I had always presumed that the staircase led down into some mammoth garden belonging to a church on the parallel road. Worshippers would follow the twisting of the stairs, brave and wriggling in the narrowing shafts. A sudden feeling of the clammy warmth of rot. I flick a wayward bug off the cold pie with my finger.
“Name?” the woman on the other side of the glass says. Her eyes look big and black and without intelligence. As we make eye contact, her smile grows wider even as her eyebrows slant down with something akin to sympathetic pity. We stand in silence for a while, looking at each other.
I pass my hand through my buzzed hair again.
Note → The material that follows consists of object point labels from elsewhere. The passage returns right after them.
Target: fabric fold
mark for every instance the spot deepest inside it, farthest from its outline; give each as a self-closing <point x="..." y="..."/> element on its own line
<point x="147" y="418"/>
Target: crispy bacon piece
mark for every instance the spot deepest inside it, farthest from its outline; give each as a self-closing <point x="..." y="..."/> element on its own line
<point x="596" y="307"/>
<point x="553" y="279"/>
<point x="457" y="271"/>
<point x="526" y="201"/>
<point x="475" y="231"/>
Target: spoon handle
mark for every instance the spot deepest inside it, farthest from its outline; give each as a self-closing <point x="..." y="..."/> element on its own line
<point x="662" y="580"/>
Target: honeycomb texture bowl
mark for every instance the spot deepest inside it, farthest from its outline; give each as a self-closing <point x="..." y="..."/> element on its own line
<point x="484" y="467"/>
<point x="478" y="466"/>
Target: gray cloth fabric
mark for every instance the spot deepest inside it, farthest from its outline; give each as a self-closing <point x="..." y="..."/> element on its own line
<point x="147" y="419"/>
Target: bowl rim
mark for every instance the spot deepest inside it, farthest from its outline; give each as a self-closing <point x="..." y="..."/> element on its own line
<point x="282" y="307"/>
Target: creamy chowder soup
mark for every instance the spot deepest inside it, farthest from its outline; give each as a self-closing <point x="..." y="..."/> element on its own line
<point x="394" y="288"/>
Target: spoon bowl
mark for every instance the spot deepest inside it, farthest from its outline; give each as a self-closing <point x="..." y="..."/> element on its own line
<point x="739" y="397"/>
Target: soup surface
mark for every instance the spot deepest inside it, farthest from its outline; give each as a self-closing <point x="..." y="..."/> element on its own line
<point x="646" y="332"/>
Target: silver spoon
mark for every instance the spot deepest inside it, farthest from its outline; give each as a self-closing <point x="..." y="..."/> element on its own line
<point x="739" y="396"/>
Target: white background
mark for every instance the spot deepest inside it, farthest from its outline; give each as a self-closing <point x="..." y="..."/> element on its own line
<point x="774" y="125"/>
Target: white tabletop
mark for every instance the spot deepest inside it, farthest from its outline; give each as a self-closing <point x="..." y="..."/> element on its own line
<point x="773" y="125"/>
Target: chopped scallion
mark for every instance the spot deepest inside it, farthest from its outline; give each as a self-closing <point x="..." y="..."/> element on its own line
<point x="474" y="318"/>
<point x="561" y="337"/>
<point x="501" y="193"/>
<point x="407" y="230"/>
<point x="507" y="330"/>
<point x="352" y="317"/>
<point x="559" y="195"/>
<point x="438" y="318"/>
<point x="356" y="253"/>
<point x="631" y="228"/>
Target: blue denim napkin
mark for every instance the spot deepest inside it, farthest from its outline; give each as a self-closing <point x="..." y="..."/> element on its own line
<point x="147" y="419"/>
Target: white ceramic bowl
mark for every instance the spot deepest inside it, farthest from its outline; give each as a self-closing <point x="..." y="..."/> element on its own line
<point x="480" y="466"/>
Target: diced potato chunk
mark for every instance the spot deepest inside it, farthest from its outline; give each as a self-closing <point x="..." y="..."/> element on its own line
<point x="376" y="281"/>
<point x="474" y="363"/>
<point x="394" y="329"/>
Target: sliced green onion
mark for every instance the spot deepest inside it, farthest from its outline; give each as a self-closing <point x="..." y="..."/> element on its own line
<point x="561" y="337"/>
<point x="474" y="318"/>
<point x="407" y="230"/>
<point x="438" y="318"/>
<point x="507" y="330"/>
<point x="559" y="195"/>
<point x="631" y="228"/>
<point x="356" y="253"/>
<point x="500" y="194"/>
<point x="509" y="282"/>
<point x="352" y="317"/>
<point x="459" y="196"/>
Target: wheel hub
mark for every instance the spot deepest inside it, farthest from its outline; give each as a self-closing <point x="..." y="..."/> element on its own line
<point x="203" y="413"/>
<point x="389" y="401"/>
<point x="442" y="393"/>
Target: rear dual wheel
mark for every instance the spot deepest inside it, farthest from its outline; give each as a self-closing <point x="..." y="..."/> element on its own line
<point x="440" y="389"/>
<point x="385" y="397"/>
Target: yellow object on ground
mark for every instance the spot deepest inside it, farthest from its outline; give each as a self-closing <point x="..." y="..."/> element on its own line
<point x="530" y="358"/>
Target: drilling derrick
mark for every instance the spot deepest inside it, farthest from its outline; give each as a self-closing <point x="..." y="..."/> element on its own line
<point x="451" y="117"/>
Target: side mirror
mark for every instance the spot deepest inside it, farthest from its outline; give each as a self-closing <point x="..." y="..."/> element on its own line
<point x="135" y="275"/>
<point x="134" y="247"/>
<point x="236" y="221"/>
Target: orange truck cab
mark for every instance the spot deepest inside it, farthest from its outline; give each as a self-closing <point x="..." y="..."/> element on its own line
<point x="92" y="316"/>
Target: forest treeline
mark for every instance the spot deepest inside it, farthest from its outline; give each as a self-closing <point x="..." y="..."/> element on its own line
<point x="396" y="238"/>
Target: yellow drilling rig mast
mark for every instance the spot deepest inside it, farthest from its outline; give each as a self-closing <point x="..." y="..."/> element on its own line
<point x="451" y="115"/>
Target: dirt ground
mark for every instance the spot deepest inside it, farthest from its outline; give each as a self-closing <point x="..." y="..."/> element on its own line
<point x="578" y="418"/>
The head confidence has worn off. I laugh when I feel her fingers scrape across my fresh-buzzed scalp. No more hair for her to yank at whenever we get into one of our tizzies. She shrieks. I withdraw.
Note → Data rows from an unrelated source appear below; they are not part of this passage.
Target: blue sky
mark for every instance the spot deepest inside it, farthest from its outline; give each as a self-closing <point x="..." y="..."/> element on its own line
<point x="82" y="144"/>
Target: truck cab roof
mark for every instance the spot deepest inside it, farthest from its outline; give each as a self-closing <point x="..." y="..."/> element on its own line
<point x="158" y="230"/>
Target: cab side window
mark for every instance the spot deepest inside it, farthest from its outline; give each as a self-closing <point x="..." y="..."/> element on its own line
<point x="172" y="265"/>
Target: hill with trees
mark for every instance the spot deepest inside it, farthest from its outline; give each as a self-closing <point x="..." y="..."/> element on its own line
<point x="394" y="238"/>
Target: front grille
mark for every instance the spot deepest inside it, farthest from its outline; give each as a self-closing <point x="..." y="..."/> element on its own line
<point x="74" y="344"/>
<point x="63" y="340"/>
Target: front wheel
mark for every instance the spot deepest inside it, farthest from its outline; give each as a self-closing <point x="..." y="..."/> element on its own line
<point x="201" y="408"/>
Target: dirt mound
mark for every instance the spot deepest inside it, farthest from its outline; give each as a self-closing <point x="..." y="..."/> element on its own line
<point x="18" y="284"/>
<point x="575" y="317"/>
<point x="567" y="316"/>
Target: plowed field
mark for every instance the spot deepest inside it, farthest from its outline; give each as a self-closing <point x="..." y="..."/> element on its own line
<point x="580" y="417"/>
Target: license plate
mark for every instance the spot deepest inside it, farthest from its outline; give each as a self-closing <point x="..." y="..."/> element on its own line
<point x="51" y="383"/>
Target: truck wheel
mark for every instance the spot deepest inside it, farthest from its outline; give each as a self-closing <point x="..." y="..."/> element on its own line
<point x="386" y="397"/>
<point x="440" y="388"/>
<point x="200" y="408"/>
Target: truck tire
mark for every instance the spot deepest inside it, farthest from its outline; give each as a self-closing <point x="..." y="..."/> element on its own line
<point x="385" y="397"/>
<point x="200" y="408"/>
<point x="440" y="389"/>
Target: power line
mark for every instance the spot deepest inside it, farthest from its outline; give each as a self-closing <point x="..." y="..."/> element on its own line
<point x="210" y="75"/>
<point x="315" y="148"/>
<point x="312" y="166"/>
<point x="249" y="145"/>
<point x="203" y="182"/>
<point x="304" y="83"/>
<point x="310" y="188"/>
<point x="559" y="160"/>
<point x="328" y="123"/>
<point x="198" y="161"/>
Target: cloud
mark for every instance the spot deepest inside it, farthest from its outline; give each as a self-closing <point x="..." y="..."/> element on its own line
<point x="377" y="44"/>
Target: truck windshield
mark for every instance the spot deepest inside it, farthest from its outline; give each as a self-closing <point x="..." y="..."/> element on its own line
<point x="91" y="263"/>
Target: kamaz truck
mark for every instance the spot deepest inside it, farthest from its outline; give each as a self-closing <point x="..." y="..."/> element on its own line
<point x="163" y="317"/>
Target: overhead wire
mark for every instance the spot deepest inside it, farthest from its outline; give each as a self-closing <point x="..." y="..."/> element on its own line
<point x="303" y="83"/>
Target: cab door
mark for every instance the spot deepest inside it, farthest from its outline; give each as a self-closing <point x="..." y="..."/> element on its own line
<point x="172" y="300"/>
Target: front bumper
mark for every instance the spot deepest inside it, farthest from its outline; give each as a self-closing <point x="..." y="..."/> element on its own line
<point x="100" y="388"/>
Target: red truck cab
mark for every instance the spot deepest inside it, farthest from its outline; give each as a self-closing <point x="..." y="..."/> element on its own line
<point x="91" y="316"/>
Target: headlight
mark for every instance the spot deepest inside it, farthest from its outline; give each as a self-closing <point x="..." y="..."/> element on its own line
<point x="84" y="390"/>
‘Anyone who can perceive my true form can hurt me.’
She turns her eyes towards the sky, peering, searching.
‘Oh, don’t be like that. Come on.’
Her skin is blotchy and her cheeks are uneven red patches. Slowly she turns to look down, landing her gaze safely in mine before saying softly “Will you give my thanks to your mother? For the orchids.”
The orchid can swallow you whole, its vulnerability is its greatest strength. Not sure what I should be doing right at this moment, I think about the unfinished sketches lying in my room. I stand peering towards the staircase.
I am not going anywhere. But perhaps there is little to say to a man who is watching his mother wither away.